St Catharine’s Political Economy Seminar – ‘A Democratic Measure of National Income’ by Martin Weale
March 6 @ 6:00 pm - 7:30 pm
Martin Weale is Professor at King’s College, London. He joined King’s College in 2016 after completing two three-year terms as a member of the Monetary Policy Committee of the Bank of England. He had previously been the Director of the National Institute of Economic and Social Research from 1995 to 2010. In 2011 Queen Mary, University of London appointed him a part-time Professor of Economics – a position he held until 2016.
Until 1995 he was a lecturer in Economics at the University of Cambridge and a Fellow of Clare College (B.A. 1977, Sc.D. 2006).

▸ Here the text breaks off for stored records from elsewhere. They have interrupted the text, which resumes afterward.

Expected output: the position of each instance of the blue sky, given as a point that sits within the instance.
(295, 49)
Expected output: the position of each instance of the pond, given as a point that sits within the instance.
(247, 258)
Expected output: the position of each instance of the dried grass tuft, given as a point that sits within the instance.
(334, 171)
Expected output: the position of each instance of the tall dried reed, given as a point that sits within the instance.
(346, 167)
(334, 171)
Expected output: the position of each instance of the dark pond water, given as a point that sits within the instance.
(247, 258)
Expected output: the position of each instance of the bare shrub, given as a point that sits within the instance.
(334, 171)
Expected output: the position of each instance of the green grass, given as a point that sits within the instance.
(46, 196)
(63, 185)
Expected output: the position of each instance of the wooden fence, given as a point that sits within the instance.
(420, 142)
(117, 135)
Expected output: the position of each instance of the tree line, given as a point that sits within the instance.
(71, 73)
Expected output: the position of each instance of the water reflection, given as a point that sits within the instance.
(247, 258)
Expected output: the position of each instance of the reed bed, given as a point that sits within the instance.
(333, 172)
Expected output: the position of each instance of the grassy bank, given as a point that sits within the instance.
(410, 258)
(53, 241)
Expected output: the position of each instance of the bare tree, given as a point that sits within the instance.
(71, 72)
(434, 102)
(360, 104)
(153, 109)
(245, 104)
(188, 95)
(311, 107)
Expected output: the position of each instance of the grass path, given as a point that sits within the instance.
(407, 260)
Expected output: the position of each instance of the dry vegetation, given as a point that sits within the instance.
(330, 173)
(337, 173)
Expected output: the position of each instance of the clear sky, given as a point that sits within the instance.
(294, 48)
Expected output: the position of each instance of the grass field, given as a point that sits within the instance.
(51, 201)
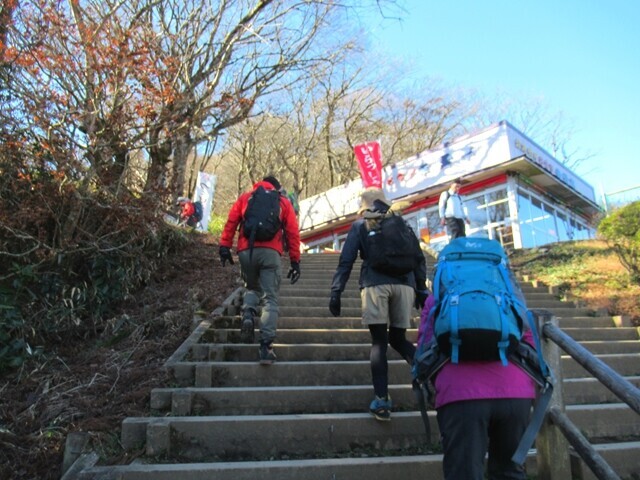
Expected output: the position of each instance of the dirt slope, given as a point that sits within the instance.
(92, 385)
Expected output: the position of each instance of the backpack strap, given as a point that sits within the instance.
(503, 343)
(534, 365)
(454, 338)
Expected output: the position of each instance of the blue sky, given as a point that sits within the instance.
(580, 57)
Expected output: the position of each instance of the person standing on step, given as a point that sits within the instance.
(263, 217)
(452, 211)
(387, 293)
(482, 406)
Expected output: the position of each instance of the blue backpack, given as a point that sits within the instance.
(479, 314)
(480, 311)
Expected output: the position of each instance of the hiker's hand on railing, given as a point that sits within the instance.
(334, 304)
(294, 272)
(225, 254)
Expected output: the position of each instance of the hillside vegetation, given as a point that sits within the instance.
(588, 272)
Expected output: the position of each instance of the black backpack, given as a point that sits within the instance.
(262, 217)
(197, 213)
(391, 245)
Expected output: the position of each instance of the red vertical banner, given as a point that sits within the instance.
(370, 163)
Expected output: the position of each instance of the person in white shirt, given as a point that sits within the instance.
(452, 211)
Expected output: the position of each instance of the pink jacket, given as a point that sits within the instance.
(476, 380)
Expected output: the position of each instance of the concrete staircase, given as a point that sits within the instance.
(305, 417)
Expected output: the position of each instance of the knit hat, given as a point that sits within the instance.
(368, 198)
(273, 181)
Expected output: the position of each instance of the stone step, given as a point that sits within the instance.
(274, 400)
(340, 335)
(296, 311)
(322, 300)
(235, 437)
(344, 372)
(350, 348)
(262, 437)
(409, 467)
(605, 325)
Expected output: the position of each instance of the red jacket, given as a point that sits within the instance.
(287, 218)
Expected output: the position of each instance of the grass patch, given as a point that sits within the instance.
(588, 271)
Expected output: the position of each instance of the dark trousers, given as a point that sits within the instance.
(380, 337)
(455, 227)
(472, 428)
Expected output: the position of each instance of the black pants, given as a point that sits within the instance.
(455, 227)
(378, 355)
(471, 428)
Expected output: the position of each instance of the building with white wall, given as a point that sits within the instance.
(513, 189)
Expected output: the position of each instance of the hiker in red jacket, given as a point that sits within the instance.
(261, 266)
(187, 212)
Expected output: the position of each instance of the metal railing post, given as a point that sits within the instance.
(554, 462)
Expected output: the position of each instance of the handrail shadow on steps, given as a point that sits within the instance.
(557, 430)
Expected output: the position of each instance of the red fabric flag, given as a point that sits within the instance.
(369, 161)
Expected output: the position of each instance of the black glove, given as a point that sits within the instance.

He was a member of the Statistics Commission from 2000 to 2008 and of the Board for Actuarial Standards from 2006 to 2011. Weale was appointed CBE for his services to Economics in 1999 and was elected an Honorary Fellow of the Institute of Actuaries in 2001. City University awarded him an honorary doctorate in 2007.
National income per capita is widely used as the basis for comparing living standards in different countries. But conventional measures of national income growth are plutocratic. The growth in the incomes of people with initially high income had more influence on the aggregate than does the growth of the incomes of people with initially low income. This paper argues the case for constructing a democratic measure of national income growth, the growth rate of the geometric mean of income per household – one which gives equal weight to the growth experience of each household, whether its initial income is high or low.
To do this means allocating the whole of national income to households, and a method of doing this is suggested. While the Living Conditions and Food Survey is the primary source, issues of under-reporting have to be addressed. This is done by means of stochastic imputation on the basis of covariates. In order to produce a democratic measure of real income growth, it is necessary to compute a democratic deflator – based on the average of each household’s expenditure shares rather than shares in total consumption. Deflation of the geometric mean of each household’s income by this deflator makes it possible to calculate a democratic measure of real income growth. As a result of declining household income inequality since the economic crisis this measure of real income has grown slightly faster than the plutocratic measure since 2006.